Comecemos com a inflação. À primeira vista, pode parecer um feito do governo, mas a realidade é bem mais complexa. A queda dos preços é resultado de uma combinação de fatores internos e externos, muitos deles independentes da política fiscal adotada pelo Executivo.
O Banco Central desempenhou papel crucial nesse processo. Para conter a alta dos preços, elevou a taxa básica de juros a patamares elevados, tornando o Brasil um dos países com maior diferencial de juros no mundo. Essa política atraiu capital estrangeiro, fortalecendo o real e contribuindo para a redução da cotação do dólar. Com a moeda americana mais barata, produtos importados ficaram menos onerosos, ajudando a segurar a inflação.
Curiosamente, esse movimento não gerou recessão, como muitos temiam. Isso porque o governo federal adotou uma postura contracíclica, injetando recursos na economia por meio de programas sociais e investimentos, compensando o efeito restritivo dos juros altos. É como se estivéssemos enxugando gelo, mas com uma estratégia que evita o congelamento total da atividade econômica.
Outro fator relevante vem do cenário internacional. A política econômica norte-americana, somada às decisões do governo Trump no passado, contribuiu para a desvalorização global do dólar. Essa perda de força da moeda americana não tem relação direta com o atual governo brasileiro, mas seus reflexos são sentidos aqui. Além disso, tarifas e barreiras comerciais reduziram as exportações, fazendo sobrar produtos no mercado interno, o que também ajuda a conter preços.
Além dos bons indicadores
Apesar da inflação controlada, há sinais preocupantes. A dívida pública continua elevada, funcionando como uma bomba-relógio para as contas nacionais. Se o atual governo mantiver sua postura gastadora e não cortar despesas, o risco fiscal pode se agravar. O mercado financeiro, por sua vez, parece dar um voto de confiança, apostando que uma eventual mudança política em 2027 traria maior disciplina fiscal, reduzindo a necessidade de proteção em dólar.

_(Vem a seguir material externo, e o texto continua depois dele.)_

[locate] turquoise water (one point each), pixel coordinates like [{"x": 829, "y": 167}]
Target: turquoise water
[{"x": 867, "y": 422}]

No mercado de trabalho, os números também merecem atenção. A taxa de desemprego está em 5,4%, um patamar historicamente baixo. Contudo, isso não significa que a economia esteja plenamente saudável. Desde a pandemia, houve uma ampliação das transferências de renda, primeiro com o Auxílio Brasil e depois com o Bolsa Família. Hoje, cerca de metade da população recebe algum tipo de benefício. Esse cenário incentiva a informalidade, pois muitos trabalhadores evitam declarar busca por emprego formal para não perder os auxílios. O resultado é uma queda na produtividade: sem vínculo formal, não há treinamento nem qualificação, e a economia passa a depender de “bicos”, o que compromete o crescimento sustentável.
Portanto, bons indicadores da economia, contrariando projeções do início do ano, são apenas uma face de um quadro econômico complexo. Ela reflete juros altos, câmbio favorável, políticas externas e internas, além de um mercado de trabalho que, embora aquecido, apresenta fragilidades estruturais. O desafio agora é equilibrar contas públicas, manter a confiança do mercado e criar condições para que o crescimento seja duradouro e inclusivo.